Tras ver las 83 fotografías de memoriales, ubicados sobre un mapa de Chile labrado en piedra, Artadio recuerda algo que dice nunca podrá borrar de su mente y es que un día cuando regresaba de trabajar vio tres cadáveres tirados en el río Mapocho, en Santiago. Fue en octubre de 1973.
El jubilado no experimentó la tortura de esa época ni tuvo ningún familiar que sufrió en la dictadura, pero igual se altera al revivir los hechos y sentencia: “Con esta obra vamos a tener presente siempre cómo sucedió todo y los jóvenes conocerán parte de la triste historia chilena”.

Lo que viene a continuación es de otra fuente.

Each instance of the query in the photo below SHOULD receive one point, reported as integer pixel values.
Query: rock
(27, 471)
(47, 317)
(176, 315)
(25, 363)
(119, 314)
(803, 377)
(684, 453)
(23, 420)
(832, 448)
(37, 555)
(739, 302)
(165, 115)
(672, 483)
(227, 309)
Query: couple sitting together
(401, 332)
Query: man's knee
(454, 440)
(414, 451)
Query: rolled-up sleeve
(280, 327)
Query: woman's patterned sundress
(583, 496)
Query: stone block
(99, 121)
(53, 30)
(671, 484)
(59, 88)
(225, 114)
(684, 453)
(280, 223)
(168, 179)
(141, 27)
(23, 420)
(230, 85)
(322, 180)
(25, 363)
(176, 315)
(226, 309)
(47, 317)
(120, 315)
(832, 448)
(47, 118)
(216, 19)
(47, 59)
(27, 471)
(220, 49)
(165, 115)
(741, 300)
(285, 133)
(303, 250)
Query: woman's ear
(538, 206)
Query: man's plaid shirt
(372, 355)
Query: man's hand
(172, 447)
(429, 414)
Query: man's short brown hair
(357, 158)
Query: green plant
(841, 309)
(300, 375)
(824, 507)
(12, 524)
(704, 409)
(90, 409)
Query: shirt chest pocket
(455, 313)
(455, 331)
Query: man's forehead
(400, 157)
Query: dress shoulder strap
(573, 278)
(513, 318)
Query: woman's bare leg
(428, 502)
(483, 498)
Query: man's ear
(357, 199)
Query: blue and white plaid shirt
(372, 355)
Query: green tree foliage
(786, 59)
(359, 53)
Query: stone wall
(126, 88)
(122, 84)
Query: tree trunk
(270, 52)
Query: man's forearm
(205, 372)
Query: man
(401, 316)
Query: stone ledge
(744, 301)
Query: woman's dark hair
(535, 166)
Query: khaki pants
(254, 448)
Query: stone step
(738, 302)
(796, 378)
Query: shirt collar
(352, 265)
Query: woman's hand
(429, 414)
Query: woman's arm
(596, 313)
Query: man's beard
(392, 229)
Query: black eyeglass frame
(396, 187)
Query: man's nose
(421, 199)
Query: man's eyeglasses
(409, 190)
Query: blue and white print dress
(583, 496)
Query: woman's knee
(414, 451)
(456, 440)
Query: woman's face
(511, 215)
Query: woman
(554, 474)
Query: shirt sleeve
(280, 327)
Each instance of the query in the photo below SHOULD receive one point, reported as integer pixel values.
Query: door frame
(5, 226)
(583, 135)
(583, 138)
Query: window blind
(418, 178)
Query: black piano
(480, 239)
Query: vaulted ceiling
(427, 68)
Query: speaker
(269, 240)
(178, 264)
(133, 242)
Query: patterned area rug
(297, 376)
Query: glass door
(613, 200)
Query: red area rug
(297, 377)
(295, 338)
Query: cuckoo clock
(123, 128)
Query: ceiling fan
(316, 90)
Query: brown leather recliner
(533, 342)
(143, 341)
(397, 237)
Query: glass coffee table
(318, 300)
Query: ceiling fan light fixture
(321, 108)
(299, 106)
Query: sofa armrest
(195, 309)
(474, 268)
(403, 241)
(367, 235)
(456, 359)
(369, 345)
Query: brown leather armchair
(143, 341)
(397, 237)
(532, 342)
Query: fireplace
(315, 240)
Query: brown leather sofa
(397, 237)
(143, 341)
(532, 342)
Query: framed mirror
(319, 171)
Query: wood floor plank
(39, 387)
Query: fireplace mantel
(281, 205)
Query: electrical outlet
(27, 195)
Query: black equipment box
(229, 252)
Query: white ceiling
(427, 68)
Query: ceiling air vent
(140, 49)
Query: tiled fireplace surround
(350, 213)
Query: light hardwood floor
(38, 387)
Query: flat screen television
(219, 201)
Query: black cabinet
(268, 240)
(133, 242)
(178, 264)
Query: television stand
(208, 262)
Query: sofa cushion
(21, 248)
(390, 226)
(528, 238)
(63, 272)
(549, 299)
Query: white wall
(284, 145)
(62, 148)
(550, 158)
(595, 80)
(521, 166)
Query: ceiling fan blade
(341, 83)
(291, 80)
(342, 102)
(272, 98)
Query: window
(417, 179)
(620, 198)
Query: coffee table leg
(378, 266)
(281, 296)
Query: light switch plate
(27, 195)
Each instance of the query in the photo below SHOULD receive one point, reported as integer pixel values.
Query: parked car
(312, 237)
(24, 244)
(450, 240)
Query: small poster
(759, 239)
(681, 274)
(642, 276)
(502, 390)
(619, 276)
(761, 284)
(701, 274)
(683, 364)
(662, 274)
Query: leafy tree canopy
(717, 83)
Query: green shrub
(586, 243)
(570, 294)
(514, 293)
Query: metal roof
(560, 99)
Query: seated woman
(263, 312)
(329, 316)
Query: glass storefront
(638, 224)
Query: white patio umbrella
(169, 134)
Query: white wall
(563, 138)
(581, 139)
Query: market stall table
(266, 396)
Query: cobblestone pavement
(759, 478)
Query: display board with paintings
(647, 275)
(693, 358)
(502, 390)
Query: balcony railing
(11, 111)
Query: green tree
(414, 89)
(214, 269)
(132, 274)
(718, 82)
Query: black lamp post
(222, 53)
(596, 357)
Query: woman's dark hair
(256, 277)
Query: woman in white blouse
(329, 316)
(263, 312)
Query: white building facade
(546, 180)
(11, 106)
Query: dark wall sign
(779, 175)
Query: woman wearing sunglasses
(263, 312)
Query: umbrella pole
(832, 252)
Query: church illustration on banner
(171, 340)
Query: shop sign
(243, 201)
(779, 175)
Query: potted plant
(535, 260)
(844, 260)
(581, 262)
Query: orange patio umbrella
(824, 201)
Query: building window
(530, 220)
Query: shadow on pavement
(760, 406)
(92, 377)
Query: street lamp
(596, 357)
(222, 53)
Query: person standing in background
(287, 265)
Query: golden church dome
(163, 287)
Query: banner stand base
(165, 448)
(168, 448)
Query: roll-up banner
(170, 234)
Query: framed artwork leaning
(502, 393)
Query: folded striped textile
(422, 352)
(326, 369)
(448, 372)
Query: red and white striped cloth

Dos de los espacios que más impresionan en el Museo de la Memoria y los Derechos Humanos son la sala de La represión y tortura, y El velatorio. En el primero, las víctimas cuentan su historia. El visitante puede escuchar los testimonios grabados de quienes fueron detenidos, y ver las formas de torturas que les aplicaban, como la cama eléctrica o la ruleta rusa.
En El velatorio, en cambio, solo hay silencio. Un gran mural exhibe fotos de los muertos y desaparecidos, como la del presidente Allende y la del general Bachelet. O también la del padre de un hombre que lo señala con tristeza y se va. Y la del abuelo de una niña, quien recién empieza a conocer lo que pasó en esos 17 años de dictadura militar, que vivieron muchos, entre ellos Rubén, Mary, Ramón y Artadio, y que nunca podrán olvidar.